John 21:25 Douay-Rheims 1899 American Edition

But there are also many other things which Jesus did; which, if they were written every one, the world itself, I think, would not be able to contain the books that should be written.

That is why as Catholics, we hold to Sacred Scripture and Sacred Tradition together. They are inseparable because each are guided by The Holy Spirit.

“It is clear therefore that, in the supremely wise arrangement of God, sacred Tradition, Sacred Scripture and the Magisterium of the Church are so connected and associated that one of them cannot stand without the others. Working together, each in its own way, under the action of the one Holy Spirit, they all contribute effectively to the salvation of souls.” — CCC 95

I am going to start with a text that is not usually cited in the discussions about whether Scripture teaches the communion of the saints, but I think it is a very obvious doctrine within the Old and New Testament that any reader who is genuinely open to asking the Spirit to guide them, and not already hostile to the idea that the saints are alive in heaven and encouraging us to finish the race, can exegete from the text.

1 Kings 18:36-38 English Standard Version

And at the time of the offering of the oblation, Elijah the prophet came near and said, “O LORD, God of Abraham, Isaac, and Israel, let it be known this day that you are God in Israel, and that I am your servant, and that I have done all these things at your word. Answer me, O LORD, answer me, that this people may know that you, O LORD, are God, and that you have turned their hearts back.” Then the fire of the LORD fell and consumed the burnt offering and the wood and the stones and the dust, and licked up the water that was in the trench.

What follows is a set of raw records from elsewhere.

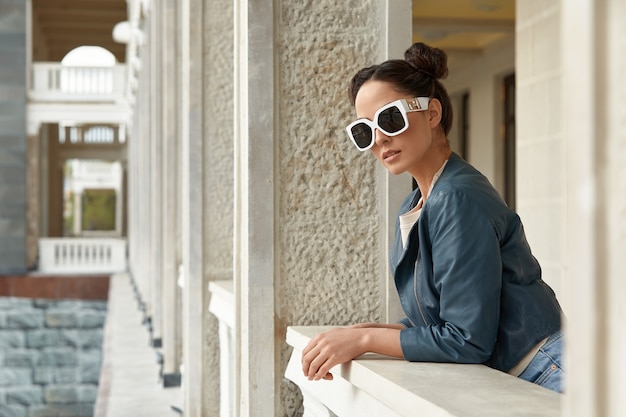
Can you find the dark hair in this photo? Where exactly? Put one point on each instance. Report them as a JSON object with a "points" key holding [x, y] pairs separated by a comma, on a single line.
{"points": [[417, 75]]}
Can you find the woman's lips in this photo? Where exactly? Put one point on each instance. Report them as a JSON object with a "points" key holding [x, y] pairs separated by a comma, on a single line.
{"points": [[389, 156]]}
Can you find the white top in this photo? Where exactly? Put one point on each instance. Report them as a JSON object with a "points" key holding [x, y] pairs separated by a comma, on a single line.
{"points": [[408, 219]]}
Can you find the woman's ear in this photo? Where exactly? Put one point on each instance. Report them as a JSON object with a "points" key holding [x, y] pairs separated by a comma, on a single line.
{"points": [[434, 112]]}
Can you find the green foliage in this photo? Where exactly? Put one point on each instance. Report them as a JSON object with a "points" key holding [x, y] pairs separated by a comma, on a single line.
{"points": [[98, 209]]}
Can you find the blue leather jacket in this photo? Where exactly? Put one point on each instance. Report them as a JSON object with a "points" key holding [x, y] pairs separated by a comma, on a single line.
{"points": [[470, 288]]}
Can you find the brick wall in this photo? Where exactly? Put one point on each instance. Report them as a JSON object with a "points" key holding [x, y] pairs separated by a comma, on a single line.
{"points": [[50, 356]]}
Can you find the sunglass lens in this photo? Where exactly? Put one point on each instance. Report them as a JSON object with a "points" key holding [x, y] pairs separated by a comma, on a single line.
{"points": [[391, 120], [362, 135]]}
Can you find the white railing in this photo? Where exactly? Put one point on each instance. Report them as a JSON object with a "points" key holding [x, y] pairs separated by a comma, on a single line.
{"points": [[55, 82], [82, 255], [373, 385]]}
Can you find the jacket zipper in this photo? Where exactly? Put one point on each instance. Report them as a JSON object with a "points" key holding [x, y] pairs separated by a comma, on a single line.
{"points": [[419, 305]]}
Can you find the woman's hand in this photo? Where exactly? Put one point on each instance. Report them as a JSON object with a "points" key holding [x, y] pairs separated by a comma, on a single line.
{"points": [[343, 344], [331, 348]]}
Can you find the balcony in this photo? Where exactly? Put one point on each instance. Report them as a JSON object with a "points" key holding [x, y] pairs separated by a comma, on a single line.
{"points": [[77, 95]]}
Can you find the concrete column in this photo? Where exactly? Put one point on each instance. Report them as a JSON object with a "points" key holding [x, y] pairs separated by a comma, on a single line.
{"points": [[13, 193], [392, 190], [255, 142], [201, 386], [157, 174], [169, 189], [593, 47]]}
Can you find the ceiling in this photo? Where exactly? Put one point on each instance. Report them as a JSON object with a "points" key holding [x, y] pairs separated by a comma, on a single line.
{"points": [[462, 26], [457, 26], [62, 25]]}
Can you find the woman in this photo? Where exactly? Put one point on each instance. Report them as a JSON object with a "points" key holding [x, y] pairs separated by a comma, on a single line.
{"points": [[470, 288]]}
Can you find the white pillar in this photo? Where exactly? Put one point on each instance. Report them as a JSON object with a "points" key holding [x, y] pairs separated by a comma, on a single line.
{"points": [[593, 97], [156, 174], [393, 189], [254, 206], [170, 317]]}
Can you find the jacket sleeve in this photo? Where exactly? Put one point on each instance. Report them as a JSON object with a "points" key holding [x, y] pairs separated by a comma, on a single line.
{"points": [[460, 255]]}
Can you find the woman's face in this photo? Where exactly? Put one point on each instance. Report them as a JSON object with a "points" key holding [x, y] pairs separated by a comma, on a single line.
{"points": [[408, 151]]}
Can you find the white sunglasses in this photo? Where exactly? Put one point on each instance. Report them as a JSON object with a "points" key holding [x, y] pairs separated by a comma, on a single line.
{"points": [[391, 119]]}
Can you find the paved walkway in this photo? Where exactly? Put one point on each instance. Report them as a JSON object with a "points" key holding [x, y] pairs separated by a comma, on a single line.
{"points": [[129, 382]]}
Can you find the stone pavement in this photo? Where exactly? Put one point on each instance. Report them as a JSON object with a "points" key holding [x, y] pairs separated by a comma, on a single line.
{"points": [[130, 385]]}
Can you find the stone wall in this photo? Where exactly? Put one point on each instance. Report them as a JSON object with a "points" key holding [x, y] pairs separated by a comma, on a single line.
{"points": [[50, 356]]}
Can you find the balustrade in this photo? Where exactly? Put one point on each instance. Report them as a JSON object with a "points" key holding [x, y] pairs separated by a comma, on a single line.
{"points": [[82, 255]]}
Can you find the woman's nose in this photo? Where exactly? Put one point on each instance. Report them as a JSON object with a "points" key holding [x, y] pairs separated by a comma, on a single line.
{"points": [[379, 137]]}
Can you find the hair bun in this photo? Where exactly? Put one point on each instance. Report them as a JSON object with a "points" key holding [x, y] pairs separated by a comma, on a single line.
{"points": [[428, 60]]}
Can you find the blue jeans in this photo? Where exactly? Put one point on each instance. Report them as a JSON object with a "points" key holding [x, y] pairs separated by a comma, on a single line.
{"points": [[546, 368]]}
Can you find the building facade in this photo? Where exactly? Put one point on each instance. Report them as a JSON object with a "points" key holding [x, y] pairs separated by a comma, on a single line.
{"points": [[242, 186]]}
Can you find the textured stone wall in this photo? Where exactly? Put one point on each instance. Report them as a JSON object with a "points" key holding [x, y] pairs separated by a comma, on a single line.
{"points": [[328, 238], [12, 136], [218, 175], [50, 356]]}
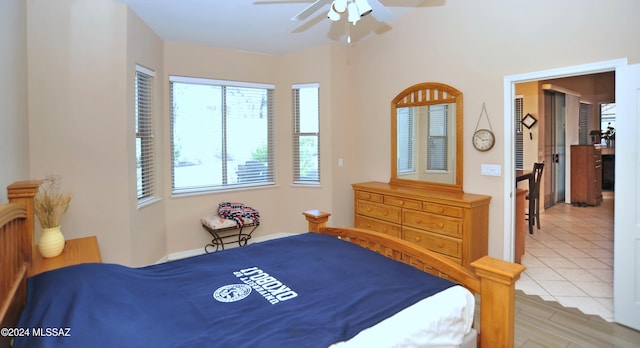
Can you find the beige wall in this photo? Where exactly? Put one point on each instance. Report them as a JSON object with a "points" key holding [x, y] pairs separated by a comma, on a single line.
{"points": [[14, 158], [472, 46], [148, 230], [82, 57], [80, 84]]}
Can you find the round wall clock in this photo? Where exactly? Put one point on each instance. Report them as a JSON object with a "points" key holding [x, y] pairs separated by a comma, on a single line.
{"points": [[483, 140]]}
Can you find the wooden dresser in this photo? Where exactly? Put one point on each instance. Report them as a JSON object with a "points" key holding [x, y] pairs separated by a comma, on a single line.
{"points": [[453, 224], [586, 174]]}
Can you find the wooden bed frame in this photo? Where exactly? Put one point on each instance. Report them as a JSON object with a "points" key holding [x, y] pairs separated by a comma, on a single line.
{"points": [[493, 279]]}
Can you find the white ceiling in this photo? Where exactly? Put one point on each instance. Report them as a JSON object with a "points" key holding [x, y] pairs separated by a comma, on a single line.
{"points": [[263, 26]]}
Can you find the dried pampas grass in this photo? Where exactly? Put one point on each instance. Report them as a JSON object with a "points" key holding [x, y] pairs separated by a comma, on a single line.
{"points": [[50, 203]]}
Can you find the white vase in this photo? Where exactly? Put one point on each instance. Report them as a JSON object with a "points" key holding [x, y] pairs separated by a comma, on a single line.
{"points": [[51, 242]]}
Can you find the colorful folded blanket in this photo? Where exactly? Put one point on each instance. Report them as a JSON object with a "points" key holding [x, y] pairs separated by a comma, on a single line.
{"points": [[236, 211]]}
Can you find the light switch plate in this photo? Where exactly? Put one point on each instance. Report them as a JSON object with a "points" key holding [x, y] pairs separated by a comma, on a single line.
{"points": [[491, 169]]}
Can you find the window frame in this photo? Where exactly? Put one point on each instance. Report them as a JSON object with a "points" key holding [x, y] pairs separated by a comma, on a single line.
{"points": [[298, 134], [268, 179], [144, 135]]}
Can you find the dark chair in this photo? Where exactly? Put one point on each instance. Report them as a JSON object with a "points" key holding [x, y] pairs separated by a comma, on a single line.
{"points": [[533, 216]]}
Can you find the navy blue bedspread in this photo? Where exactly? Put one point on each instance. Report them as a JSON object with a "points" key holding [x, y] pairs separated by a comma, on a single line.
{"points": [[307, 290]]}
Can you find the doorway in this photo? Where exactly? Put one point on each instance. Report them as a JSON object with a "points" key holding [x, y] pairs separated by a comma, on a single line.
{"points": [[554, 145], [509, 89]]}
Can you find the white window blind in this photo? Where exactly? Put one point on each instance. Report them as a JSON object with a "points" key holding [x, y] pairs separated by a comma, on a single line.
{"points": [[584, 119], [221, 134], [406, 130], [306, 133], [519, 133], [145, 161], [438, 130]]}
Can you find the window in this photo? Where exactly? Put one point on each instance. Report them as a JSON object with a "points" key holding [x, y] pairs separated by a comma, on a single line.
{"points": [[306, 134], [519, 137], [584, 119], [608, 123], [406, 123], [221, 134], [145, 166]]}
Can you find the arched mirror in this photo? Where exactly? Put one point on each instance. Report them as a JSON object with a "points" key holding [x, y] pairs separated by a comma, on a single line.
{"points": [[426, 137]]}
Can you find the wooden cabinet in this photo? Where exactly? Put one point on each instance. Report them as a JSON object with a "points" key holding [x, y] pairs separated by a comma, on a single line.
{"points": [[586, 174], [76, 251], [452, 224]]}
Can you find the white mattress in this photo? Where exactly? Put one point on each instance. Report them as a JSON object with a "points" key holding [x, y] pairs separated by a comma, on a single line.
{"points": [[441, 320]]}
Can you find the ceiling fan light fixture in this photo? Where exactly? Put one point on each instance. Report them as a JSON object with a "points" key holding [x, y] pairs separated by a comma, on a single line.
{"points": [[354, 14], [339, 6], [363, 7], [333, 15]]}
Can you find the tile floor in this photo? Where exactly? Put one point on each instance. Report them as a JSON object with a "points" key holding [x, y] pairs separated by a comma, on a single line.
{"points": [[570, 259]]}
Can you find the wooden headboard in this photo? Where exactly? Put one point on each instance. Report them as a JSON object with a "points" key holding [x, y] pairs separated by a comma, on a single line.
{"points": [[16, 248]]}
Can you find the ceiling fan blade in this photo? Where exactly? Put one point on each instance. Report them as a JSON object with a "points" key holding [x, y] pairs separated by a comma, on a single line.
{"points": [[311, 9], [379, 11]]}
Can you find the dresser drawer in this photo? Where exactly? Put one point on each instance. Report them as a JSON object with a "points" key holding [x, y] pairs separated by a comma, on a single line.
{"points": [[442, 209], [434, 242], [378, 226], [403, 202], [379, 211], [368, 196], [431, 222]]}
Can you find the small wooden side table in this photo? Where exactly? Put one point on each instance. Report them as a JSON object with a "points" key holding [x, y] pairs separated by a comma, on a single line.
{"points": [[80, 250]]}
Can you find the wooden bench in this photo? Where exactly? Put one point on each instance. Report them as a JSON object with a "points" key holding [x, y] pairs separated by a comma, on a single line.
{"points": [[219, 228]]}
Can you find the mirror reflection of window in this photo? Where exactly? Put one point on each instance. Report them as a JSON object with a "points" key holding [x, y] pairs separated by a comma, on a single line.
{"points": [[437, 147], [406, 140]]}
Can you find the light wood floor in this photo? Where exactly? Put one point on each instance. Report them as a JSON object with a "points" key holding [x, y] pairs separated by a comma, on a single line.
{"points": [[558, 273], [541, 323]]}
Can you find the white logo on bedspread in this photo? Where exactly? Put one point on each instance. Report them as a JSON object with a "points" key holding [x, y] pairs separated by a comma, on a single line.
{"points": [[232, 292], [264, 284]]}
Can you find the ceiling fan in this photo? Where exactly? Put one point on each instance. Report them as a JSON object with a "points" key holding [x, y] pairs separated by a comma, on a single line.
{"points": [[354, 9]]}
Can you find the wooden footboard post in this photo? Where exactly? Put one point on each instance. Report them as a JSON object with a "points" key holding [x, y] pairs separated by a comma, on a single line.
{"points": [[317, 219], [497, 303], [23, 192]]}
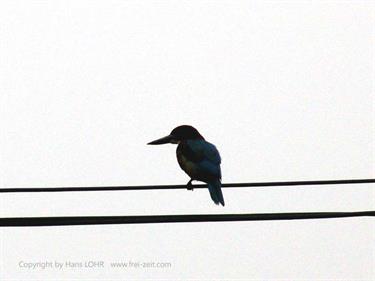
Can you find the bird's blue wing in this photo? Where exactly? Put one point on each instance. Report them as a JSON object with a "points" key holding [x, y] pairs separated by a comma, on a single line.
{"points": [[207, 156]]}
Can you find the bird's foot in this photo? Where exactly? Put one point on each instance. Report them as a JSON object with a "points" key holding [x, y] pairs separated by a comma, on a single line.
{"points": [[189, 186]]}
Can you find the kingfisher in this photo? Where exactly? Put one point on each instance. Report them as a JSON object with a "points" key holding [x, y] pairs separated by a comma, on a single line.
{"points": [[198, 158]]}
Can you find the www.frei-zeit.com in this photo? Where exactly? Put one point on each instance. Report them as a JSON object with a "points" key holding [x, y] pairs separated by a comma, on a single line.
{"points": [[87, 264]]}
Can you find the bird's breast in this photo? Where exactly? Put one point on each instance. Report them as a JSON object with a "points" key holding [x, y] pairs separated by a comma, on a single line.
{"points": [[185, 161]]}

The plain reading of the passage above is usually just Elijah the prophet praying, God answering, prophets of Baal being put to shame by our God — and yes, that is happening — but there is more to be drawn from this passage than meets the eye. Notice how in the first verse Elijah invokes the names of “Abraham, Isaac, and Israel.” Now why didn’t he just say Jacob? If the Old Testament prophets invoking the names of Abraham, Isaac, and Jacob, and other patriarchs, along with the name of The Holy Trinity when sealing oaths, making covenants, and asking The LORD to forgive us our sins, is arbitrary, then why didn’t Elijah just mindlessly say Jacob? He consciously switched out the name Jacob with the name Israel to invoke the covenant and the promises made to the tribe of Israel and to Jacob on the day he wrestled with God at Peniel (“Face of God”).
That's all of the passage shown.